A oposta acredita que falta critério ao ranking. Cita, por exemplo, a seleção da primeira fase da atual temporada da Superliga. Das eleitas, apenas uma tem sete pontos: Tandara, do Osasco. Sheilla reclama de descaso da organização.

- O ranking nunca teve critério. Você vê a seleção da Superliga, só tem uma atleta de sete pontos. Quais são os critérios que eles usam para falar que nós somos sete pontos e a outra não é? Você pega 2012, se fossem colocar a pontuação de sete nas campeãs olímpicas. Não foi, mas vamos supor. Não tem critério. É descaso da CBV, punindo as melhores.
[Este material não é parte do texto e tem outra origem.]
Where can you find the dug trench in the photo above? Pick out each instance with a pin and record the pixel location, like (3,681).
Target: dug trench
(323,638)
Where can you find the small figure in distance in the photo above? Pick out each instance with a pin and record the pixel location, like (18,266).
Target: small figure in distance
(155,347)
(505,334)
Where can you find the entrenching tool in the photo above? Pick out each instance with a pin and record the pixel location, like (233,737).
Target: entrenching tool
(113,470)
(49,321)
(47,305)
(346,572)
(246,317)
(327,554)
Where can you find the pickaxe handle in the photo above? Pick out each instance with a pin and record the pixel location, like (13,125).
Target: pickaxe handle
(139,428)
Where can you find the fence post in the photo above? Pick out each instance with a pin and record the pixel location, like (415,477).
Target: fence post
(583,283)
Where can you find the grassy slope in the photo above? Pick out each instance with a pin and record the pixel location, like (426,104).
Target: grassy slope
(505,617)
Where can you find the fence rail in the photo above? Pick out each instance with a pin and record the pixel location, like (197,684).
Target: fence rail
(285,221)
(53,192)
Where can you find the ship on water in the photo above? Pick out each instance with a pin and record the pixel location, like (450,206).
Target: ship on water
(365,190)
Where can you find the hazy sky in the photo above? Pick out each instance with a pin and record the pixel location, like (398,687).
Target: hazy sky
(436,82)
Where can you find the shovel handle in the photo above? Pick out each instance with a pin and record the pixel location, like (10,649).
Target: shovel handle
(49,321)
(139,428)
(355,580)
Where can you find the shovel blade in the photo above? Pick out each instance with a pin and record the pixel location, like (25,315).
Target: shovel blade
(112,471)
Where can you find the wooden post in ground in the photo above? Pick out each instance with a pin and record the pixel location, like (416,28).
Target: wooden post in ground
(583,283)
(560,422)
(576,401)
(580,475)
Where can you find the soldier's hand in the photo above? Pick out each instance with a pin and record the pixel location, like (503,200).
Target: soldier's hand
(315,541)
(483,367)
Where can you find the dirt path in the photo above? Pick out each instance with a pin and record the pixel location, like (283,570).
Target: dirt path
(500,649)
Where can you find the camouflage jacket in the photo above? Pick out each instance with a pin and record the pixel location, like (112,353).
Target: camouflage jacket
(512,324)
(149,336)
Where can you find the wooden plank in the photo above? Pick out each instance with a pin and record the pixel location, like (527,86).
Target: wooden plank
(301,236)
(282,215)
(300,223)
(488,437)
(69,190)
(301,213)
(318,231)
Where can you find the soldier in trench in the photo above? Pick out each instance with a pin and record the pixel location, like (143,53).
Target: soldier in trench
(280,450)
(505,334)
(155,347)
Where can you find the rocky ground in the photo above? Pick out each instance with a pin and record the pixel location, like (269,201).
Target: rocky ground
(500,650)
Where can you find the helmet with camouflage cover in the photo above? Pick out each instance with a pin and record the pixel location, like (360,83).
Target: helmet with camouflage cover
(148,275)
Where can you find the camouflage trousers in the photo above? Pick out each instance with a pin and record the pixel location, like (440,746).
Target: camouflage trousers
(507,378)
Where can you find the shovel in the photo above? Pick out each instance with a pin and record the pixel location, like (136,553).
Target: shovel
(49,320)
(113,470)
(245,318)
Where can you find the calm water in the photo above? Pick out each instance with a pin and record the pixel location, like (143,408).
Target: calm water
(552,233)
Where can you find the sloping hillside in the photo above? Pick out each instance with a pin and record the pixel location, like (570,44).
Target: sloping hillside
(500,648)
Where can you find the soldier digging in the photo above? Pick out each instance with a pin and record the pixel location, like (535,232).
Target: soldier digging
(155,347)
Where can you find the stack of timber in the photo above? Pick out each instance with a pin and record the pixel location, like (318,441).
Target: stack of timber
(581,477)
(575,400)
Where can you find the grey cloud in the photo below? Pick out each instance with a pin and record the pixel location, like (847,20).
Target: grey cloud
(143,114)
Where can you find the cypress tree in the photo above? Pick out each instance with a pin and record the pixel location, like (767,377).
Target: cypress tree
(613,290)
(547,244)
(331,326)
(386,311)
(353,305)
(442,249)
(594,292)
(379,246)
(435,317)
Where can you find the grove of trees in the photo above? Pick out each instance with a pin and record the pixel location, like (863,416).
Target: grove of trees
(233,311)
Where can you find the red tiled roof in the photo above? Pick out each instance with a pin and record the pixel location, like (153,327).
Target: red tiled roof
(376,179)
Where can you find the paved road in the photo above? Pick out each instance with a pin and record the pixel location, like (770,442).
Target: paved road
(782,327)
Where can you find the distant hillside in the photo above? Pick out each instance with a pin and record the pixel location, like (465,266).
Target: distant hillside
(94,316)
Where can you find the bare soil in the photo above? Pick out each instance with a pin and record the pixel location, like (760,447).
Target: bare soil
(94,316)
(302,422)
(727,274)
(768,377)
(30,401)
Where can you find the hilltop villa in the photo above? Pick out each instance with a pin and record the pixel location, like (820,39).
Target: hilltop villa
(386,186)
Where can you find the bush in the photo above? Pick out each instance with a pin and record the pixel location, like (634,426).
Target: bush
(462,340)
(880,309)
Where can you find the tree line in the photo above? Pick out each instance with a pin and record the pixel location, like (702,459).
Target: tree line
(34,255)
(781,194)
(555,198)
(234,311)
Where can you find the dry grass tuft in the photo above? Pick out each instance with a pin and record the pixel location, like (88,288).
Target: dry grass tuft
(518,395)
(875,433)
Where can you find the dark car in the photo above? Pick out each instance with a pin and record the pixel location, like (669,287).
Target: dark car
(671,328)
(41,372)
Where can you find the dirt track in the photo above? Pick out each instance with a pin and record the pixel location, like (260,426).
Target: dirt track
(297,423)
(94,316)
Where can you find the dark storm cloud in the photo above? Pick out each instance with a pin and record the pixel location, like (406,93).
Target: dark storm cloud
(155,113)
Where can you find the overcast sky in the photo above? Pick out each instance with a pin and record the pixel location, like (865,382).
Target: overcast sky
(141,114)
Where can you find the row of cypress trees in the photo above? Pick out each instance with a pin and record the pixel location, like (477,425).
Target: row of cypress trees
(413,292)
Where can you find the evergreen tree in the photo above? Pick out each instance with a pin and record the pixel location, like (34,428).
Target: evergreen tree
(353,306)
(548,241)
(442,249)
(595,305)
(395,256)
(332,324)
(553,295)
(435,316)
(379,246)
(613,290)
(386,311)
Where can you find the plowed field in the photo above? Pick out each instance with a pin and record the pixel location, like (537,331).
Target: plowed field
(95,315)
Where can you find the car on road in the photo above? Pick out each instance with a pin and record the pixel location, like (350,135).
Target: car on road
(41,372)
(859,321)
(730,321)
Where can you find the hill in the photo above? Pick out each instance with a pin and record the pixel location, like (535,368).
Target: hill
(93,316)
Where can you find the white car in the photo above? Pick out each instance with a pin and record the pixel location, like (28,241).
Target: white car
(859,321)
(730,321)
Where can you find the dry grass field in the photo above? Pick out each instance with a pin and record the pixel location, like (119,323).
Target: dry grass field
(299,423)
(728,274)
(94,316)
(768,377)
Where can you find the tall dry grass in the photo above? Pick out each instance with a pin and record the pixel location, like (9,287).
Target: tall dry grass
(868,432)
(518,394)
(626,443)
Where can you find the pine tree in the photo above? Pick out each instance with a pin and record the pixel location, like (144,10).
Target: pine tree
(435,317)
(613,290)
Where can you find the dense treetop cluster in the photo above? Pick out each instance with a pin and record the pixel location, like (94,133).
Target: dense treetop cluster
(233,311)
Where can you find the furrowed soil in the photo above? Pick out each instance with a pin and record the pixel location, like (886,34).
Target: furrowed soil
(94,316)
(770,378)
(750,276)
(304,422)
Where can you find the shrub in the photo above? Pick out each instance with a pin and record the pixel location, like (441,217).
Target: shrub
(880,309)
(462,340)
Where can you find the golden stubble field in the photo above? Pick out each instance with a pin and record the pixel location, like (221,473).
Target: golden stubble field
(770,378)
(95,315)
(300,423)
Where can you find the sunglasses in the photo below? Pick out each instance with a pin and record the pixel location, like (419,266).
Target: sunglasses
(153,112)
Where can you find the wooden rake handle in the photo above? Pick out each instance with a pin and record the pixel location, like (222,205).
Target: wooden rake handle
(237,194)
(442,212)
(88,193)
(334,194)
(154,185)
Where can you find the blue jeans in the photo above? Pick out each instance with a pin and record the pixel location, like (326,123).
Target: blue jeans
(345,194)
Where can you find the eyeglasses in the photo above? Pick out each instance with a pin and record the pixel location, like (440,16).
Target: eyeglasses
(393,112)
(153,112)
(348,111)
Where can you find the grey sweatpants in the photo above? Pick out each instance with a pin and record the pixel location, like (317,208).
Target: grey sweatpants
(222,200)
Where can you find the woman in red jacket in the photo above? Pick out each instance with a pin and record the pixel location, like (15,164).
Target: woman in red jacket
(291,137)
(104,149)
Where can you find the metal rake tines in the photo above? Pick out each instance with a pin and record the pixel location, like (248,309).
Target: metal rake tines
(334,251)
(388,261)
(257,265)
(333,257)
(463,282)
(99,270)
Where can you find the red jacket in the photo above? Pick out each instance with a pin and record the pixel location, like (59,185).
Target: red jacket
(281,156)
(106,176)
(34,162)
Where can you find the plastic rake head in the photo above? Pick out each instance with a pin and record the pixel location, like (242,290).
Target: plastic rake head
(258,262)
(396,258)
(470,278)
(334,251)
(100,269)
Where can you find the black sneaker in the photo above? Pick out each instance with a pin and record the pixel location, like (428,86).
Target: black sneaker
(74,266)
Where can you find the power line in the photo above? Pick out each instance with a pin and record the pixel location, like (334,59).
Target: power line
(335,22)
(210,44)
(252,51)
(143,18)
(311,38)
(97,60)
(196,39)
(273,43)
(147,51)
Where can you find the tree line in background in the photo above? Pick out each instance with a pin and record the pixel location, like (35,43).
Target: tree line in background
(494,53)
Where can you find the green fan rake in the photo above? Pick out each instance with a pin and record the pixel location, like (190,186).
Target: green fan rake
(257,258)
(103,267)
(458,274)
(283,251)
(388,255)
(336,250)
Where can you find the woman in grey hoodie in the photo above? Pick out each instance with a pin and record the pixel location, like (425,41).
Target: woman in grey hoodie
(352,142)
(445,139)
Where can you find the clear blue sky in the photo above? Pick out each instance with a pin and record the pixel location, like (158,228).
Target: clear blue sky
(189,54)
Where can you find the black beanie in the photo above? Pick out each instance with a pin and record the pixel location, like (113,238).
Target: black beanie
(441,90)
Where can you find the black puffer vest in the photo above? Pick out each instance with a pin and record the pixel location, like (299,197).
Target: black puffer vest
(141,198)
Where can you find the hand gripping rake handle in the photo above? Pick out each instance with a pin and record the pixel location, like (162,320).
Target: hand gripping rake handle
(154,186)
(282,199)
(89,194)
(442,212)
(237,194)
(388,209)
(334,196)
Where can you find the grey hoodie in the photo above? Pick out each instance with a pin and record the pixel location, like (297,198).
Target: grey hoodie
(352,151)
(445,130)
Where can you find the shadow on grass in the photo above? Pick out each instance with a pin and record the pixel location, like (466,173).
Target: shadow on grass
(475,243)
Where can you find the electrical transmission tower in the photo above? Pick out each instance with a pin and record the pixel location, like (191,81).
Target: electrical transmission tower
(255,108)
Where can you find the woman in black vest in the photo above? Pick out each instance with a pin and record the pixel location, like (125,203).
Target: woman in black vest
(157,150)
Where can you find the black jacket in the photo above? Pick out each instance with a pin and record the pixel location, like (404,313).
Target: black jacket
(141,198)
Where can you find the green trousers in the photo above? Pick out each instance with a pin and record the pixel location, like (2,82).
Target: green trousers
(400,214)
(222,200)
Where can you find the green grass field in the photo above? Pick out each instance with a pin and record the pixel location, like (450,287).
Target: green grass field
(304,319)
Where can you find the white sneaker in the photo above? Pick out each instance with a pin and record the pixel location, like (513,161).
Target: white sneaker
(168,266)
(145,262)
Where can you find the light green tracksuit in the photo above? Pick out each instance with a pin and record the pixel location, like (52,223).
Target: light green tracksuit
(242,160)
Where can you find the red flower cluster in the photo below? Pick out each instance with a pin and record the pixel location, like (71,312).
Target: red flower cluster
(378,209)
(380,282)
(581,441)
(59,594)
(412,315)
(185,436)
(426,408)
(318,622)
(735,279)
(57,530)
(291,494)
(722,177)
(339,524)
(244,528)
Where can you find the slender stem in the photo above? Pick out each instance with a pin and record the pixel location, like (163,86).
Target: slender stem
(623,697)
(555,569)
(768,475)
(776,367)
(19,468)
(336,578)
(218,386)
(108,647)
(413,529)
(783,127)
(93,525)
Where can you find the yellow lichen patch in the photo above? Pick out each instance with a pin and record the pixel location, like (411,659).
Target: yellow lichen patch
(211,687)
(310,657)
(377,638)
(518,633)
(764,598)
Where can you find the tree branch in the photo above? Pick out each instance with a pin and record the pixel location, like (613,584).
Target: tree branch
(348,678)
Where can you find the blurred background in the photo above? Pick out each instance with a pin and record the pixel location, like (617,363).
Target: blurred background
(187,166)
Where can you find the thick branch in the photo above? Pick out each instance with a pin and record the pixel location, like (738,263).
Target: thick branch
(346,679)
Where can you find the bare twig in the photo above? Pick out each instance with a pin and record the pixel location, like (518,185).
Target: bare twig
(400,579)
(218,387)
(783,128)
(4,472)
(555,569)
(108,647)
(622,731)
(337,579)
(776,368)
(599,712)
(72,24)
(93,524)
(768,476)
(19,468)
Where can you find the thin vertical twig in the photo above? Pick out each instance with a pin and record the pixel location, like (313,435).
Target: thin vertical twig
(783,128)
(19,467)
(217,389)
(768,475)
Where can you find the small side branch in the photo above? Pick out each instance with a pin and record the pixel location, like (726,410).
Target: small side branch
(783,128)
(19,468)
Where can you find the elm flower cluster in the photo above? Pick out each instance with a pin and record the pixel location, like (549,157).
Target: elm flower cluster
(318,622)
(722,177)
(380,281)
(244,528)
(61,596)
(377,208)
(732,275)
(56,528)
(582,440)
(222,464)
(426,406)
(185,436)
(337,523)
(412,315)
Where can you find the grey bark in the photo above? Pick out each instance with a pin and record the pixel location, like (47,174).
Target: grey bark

Sheilla lembra o time formado por Osasco na temporada 2012/2013, com campeãs olímpicas. No fim da temporada, a CBV aumentou a pontuação de algumas jogadoras, fazendo com que atletas como Fernanda Garay fossem obrigadas a sair do clube. A oposta afirma que as jogadoras estão lutando para a mudar a situação, mas ainda não tiveram resposta da CBV.

- Se a gente fizesse um ranking com as comissões técnicas, será que os treinadores ficariam satisfeitos? O Rio, por exemplo, campeão de tudo. A comissão não poderia ficar junta. Será que achariam legal? Como fizeram com o Osasco em 2012. Aumentaram a pontuação das jogadoras para forçarem algumas a saírem de lá. É completamente injusto. Discriminou total. Estamos fazendo tudo para mudar essa situação. A CBV não nos procurou. Essa carta de repúdio, nós mandamos na semana passada. E nada foi feito - afirmou.